If you moved your home because of a change in your job location or because you started a new job, your moving expenses may be tax deductible if your move is closely related to the start of work. To qualify for the moving expense deduction, you must meet the distance and the time tests.

Tax Deductible Moving Expenses: The Distance Test

Your move will meet the distance test if your new main job location is at least 50 miles farther from your former home than your old main job location was. Use the shortest distance of the most commonly traveled routes between these points. To determine this, first figure the distance between your former home and your new job and then subtract the distance between your former home and your old job. If the result is 50 miles or more, you have met the distance test.

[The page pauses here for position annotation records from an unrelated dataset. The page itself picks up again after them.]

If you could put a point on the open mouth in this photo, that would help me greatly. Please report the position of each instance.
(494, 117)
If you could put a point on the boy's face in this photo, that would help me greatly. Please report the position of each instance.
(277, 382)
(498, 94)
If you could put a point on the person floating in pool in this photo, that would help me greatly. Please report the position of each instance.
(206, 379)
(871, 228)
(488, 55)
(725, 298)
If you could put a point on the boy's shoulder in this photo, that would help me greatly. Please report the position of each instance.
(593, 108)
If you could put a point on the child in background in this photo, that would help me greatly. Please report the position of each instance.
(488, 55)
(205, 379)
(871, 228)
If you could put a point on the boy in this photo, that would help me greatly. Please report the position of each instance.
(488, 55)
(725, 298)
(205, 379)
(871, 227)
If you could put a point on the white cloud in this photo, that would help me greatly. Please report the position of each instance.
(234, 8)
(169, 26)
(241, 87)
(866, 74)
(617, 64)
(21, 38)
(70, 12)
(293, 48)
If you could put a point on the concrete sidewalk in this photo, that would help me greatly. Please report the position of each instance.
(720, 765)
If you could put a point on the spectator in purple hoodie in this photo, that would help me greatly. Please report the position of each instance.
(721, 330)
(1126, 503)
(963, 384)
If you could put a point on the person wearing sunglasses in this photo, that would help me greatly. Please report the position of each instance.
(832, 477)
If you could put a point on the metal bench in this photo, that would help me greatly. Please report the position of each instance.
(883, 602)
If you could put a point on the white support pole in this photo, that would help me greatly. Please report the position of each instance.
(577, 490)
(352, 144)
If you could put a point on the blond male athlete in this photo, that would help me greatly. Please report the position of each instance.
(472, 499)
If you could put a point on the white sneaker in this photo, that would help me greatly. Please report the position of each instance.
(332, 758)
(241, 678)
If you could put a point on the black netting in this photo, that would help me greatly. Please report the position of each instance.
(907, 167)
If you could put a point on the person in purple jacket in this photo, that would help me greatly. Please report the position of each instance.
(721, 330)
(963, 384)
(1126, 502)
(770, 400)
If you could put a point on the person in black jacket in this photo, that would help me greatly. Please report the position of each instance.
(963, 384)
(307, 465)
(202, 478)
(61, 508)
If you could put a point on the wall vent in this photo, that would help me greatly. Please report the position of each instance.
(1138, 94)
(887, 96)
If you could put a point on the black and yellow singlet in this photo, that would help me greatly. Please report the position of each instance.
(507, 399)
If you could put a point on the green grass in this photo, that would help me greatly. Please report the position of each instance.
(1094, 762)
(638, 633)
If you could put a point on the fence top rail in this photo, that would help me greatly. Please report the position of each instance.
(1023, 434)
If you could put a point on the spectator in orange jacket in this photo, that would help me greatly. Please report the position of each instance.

For example, if the distance from your former home to your new job is 70 miles and the distance from your former home to your old job is 5 miles, you will meet the distance test. If you are a member of the armed forces and your move was due to a permanent change of station, you do not have to meet the distance test.

Tax Deductible Moving Expenses: The Time Test

The second test concerns time. If you are an employee, you must work full–time for at least 39 weeks during the 12 months right after you move. If you are self–employed, you must work full time for at least 39 weeks during the first 12 months and for a total of at least 78 weeks during the first 24 months after you move. If you have not met the time test by the date your tax return is due, you may still deduct your moving expenses on your return as long as you expect to meet the time test. Then, if you do not meet the test, you must either:

  • Amend your tax return; or
  • Report the amount you deducted on the tax return as income on your next tax return if you had expected to meet the 39–week test, or on your tax return two years from when you took the deduction if you had expected to meet the 78–week test.

If you are married and are filing a joint return, only one spouse must meet the time test. You cannot, however, add the weeks your spouse worked to those you worked to satisfy the test. In general, you do not have to meet the time test if:

  • You are in the armed forces on active duty and your move was due to a permanent change of station; or
  • Your job at the new location ends because of death, disability, a transfer for your employer's benefit, or a layoff other than for willful misconduct; or
  • You moved from outside of the United States to the United States because you retired, or you are the surviving spouse or dependent of a person who died while living and working outside the United States, and your move begins within 6 months of that person's death.

What Moving Expenses Are Tax Deductible?

If you meet the requirements, you can deduct the reasonable expenses of moving your household goods and personal effects to your new home (these moving expenses are tax deductible for federal income tax purposes according to the IRS). You can also deduct the expenses of traveling to your new home, including your lodging expenses. You cannot, however, deduct meals or any moving expenses that were reimbursed by your employer.

Moving expenses are figured on IRS Form 3903 and deducted as an adjustment to income on Form 1040. For more details, see IRS Publication 521: Moving Expenses (PDF 139kb).